Let's demonstrate the performance difference with a classic example: multiplying two large matrices. This is a highly parallelizable task where GPUs excel. We use `astype(np.float32)` because single-precision floating-point arithmetic is often much faster on consumer GPUs.

In [None]:
if CUPY_AVAILABLE:
    # Define the size of the matrices
    size = 5000

    # Create two random matrices in NumPy (CPU)
    a_cpu = np.random.rand(size, size).astype(np.float32)
    b_cpu = np.random.rand(size, size).astype(np.float32)

    # Create two random matrices in CuPy (GPU)
    a_gpu = cp.random.rand(size, size).astype(cp.float32)
    b_gpu = cp.random.rand(size, size).astype(cp.float32)

In [None]:
if CUPY_AVAILABLE:
    # Time the CPU operation
    cpu_time = timeit.timeit(lambda: np.dot(a_cpu, b_cpu), number=10)
    print(f"CPU time: {cpu_time / 10:.4f} seconds")

    # Time the GPU operation
    # We use cp.cuda.Stream.null.synchronize() to ensure the computation is finished
    cp.cuda.Stream.null.synchronize()
    gpu_time = timeit.timeit(lambda: cp.dot(a_gpu, b_gpu), number=10)
    cp.cuda.Stream.null.synchronize()
    print(f"GPU time: {gpu_time / 10:.4f} seconds")

    print(f"Speedup: {cpu_time / gpu_time:.1f}x")

### The Cost of Memory Transfer

The speedup from GPU computation is not free. Moving data between the CPU and GPU takes time. For the speedup to be worthwhile, the time saved by the GPU computation must be greater than the time spent on data transfer.

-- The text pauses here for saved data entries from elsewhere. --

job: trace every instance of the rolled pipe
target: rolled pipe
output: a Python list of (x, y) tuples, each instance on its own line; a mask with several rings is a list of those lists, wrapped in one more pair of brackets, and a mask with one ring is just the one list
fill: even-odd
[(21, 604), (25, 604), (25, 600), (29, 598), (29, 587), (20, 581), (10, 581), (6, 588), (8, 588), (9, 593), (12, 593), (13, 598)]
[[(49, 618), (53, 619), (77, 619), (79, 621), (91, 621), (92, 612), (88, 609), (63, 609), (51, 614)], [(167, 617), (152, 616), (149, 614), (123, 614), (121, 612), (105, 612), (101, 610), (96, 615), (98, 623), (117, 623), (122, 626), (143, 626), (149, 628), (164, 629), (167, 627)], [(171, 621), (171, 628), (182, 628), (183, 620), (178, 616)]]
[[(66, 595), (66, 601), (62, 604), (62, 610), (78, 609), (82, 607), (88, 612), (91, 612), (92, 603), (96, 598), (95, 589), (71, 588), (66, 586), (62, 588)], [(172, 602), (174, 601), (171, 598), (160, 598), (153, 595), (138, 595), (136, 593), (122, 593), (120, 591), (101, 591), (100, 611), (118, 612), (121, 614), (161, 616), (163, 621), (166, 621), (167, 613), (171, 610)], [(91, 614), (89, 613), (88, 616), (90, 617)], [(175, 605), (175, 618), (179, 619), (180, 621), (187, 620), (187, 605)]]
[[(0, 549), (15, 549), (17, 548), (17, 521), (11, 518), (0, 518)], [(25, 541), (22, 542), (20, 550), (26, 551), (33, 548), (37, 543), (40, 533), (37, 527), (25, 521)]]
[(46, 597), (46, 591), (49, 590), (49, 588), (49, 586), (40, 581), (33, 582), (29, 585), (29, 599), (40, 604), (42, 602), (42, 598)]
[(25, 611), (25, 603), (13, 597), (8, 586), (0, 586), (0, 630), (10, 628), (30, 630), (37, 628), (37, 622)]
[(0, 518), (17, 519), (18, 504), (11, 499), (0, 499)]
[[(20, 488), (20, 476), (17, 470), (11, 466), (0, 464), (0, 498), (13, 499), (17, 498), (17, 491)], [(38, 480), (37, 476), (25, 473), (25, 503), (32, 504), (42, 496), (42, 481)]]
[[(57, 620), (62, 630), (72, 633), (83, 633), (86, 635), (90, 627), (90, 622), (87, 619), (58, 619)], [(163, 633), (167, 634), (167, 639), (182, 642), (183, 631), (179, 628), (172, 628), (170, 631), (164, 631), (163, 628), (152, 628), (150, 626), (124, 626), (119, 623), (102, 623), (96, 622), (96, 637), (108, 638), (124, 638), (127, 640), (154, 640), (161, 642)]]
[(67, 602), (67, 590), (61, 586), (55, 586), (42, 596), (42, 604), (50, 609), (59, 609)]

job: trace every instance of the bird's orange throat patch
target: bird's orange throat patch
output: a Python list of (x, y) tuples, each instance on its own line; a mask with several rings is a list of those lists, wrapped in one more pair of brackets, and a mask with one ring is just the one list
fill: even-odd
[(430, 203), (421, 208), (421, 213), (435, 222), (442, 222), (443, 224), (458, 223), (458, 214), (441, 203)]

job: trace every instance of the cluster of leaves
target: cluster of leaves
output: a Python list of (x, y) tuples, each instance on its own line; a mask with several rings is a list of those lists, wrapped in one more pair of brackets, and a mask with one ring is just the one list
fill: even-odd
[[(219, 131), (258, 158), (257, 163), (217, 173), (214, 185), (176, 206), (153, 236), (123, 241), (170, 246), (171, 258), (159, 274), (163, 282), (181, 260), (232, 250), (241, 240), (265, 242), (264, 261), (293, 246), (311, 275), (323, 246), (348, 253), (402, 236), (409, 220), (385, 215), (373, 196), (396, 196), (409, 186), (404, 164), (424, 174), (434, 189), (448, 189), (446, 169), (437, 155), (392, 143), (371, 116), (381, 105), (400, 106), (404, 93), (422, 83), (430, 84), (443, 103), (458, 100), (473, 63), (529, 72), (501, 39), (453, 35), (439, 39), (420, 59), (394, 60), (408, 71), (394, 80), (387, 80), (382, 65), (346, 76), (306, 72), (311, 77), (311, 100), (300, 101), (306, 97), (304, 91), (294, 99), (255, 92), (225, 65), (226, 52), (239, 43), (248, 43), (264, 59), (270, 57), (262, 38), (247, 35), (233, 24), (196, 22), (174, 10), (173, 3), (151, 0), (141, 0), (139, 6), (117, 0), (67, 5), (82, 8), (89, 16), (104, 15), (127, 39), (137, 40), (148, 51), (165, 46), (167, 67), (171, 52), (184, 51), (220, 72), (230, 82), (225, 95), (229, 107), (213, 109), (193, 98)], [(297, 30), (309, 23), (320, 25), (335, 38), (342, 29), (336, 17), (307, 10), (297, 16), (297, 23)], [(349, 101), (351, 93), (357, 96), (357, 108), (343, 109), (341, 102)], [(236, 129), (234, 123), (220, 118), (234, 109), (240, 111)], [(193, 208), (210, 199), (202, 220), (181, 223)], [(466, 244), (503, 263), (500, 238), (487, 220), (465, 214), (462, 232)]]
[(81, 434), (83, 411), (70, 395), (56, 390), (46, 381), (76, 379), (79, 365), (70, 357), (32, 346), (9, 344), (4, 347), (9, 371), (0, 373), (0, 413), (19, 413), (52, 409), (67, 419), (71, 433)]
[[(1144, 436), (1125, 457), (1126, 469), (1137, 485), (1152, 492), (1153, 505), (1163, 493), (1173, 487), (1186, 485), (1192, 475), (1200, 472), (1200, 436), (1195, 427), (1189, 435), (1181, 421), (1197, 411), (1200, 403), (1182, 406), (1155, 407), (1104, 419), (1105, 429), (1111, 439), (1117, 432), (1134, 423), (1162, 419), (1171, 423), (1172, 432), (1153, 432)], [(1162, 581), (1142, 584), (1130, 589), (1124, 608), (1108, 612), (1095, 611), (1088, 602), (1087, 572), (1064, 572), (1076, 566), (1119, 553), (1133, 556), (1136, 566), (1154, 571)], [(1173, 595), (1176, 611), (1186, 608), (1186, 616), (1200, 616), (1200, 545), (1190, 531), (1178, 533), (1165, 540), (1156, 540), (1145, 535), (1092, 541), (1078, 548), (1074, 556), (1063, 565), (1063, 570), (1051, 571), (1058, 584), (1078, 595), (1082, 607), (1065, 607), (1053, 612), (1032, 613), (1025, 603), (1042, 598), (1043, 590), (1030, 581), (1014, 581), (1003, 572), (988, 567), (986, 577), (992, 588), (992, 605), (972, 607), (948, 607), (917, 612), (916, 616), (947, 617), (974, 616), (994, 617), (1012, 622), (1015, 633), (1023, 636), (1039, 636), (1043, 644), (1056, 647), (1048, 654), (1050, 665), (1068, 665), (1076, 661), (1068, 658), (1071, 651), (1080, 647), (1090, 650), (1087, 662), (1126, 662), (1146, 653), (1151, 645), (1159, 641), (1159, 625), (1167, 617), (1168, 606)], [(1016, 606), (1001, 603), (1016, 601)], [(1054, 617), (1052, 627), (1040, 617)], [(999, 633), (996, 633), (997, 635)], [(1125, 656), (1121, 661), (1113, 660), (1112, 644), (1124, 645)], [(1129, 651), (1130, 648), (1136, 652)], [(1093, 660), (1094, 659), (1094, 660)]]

Let's see this in action with a small array.

In [None]:
if CUPY_AVAILABLE:
    size = 100
    a_cpu = np.random.rand(size, size).astype(np.float32)
    b_cpu = np.random.rand(size, size).astype(np.float32)

    # Time just the CPU computation
    cpu_time = timeit.timeit(lambda: np.dot(a_cpu, b_cpu), number=100)
    print(f"Small matrix, CPU only: {cpu_time / 100:.6f} seconds")

    # Time the full process: move to GPU, compute, move back
    def gpu_full_trip(a, b):
        a_gpu = cp.asarray(a)
        b_gpu = cp.asarray(b)
        c_gpu = cp.dot(a_gpu, b_gpu)
        c_cpu = cp.asnumpy(c_gpu)
    
    gpu_time = timeit.timeit(lambda: gpu_full_trip(a_cpu, b_cpu), number=100)
    print(f"Small matrix, GPU full trip: {gpu_time / 100:.6f} seconds")

For the small matrix, the GPU version is likely slower because the overhead of transferring data to and from the GPU outweighs the computational speedup. This illustrates a key principle: **use the GPU for large, intensive computations where the data transfer cost is a small fraction of the total execution time.**

## Summary: When to Use CuPy

CuPy is a powerful tool, but it's not always the right choice. Consider using CuPy when:

1.  **You have an NVIDIA GPU:** CuPy is built on CUDA and only works with NVIDIA hardware.
2.  **Your code is NumPy-heavy:** It is designed as a drop-in replacement for NumPy.
3.  **Your operations are highly parallelizable:** It excels at large-scale matrix algebra, element-wise operations on large arrays, and other vectorized computations.
4.  **The performance bottleneck is significant:** The overhead of transferring data to the GPU is not trivial. For small arrays or simple operations, NumPy on the CPU may be faster. CuPy shines when the computation is heavy enough to make the data transfer cost worthwhile.

By providing a familiar API, CuPy lowers the barrier to entry for GPU computing, enabling economists to harness the parallel processing power of modern graphics cards for their research.